LETTERS TO THE EDITOR: Letters & Announcements
We thank Dr. Weinberg for his interest in our recent publication (1) and appreciate the opportunity to respond to his comments. Dr. Weinberg and colleagues (2) proposed the inhibition of mitochondrial transport of fatty acid as a mechanism underlying the cardiovascular toxicity of local anesthetics. They calculated the half- inhibitory concentrations (IC50) for bupivacaine and ropivacaine as 0.26 mM and 0.65 mM, respectively. It seems that these IC50 values are still higher than the corresponding plasma concentrations of bupivacaine and ropivacaine at the onset of asystole reported in our paper (0.13 mM and 0.15 mM, respectively). However, care must be taken in interpreting our data because the plasma concentrations of local anesthetics at the onset of asystole are considerably affected by the rate of infusion (3). In addition, isoflurane, which has been reported to affect different mitochondrial functions (4), was used for basal anesthesia in our study.
We suppose that the cardiovascular toxicity induced by local anesthetics may be explained in part by the mitochondrial mechanism. However, the clinical relevance of the mechanism is yet to be determined.
Shigeo Ohmura, MD
Masayuki Kawada, MD
1. Ohmura S, Kawada M, Ohta T, et al. Systemic toxicity and resuscitation in bupivacaine-, levobupivacaine-, or ropivacaine-infused rats. Anesth Analg 2001; 93: 743–8.

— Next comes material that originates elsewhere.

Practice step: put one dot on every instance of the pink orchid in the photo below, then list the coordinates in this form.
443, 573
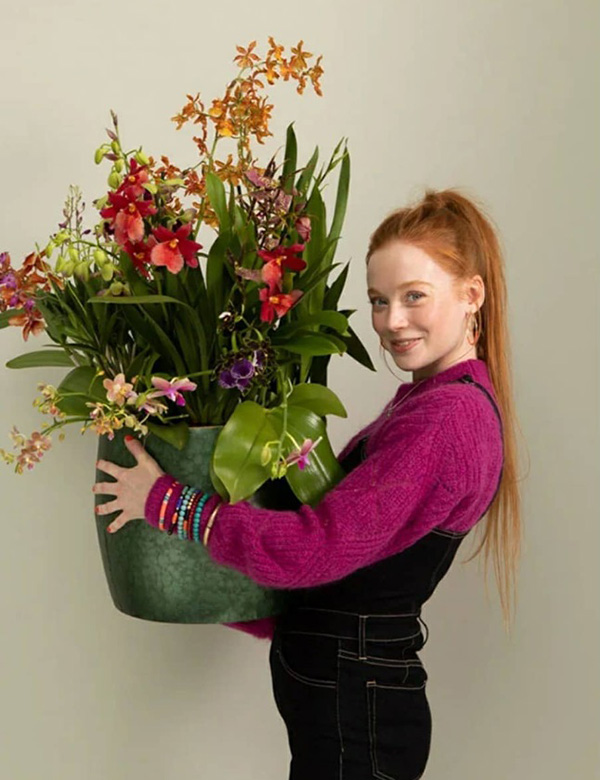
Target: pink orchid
171, 389
301, 456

2. Weinberg GL, Palmer JW, VadeBoncouer TR, et al. Bupivacaine inhibits acylcarnitine exchange in cardiac mitochondria. Anesthesiology 2000; 92: 523–8.
3. Dony P, Dewinde V, Vanderick B, et al. The comparative toxicity of ropivacaine and bupivacaine at equipotent doses in rats. Anesth Analg 2000; 91: 1489–92.
4. Cohen PJ. Effect of anesthetics on mitochondrial function. Anesthesiology 1973; 39: 153–64.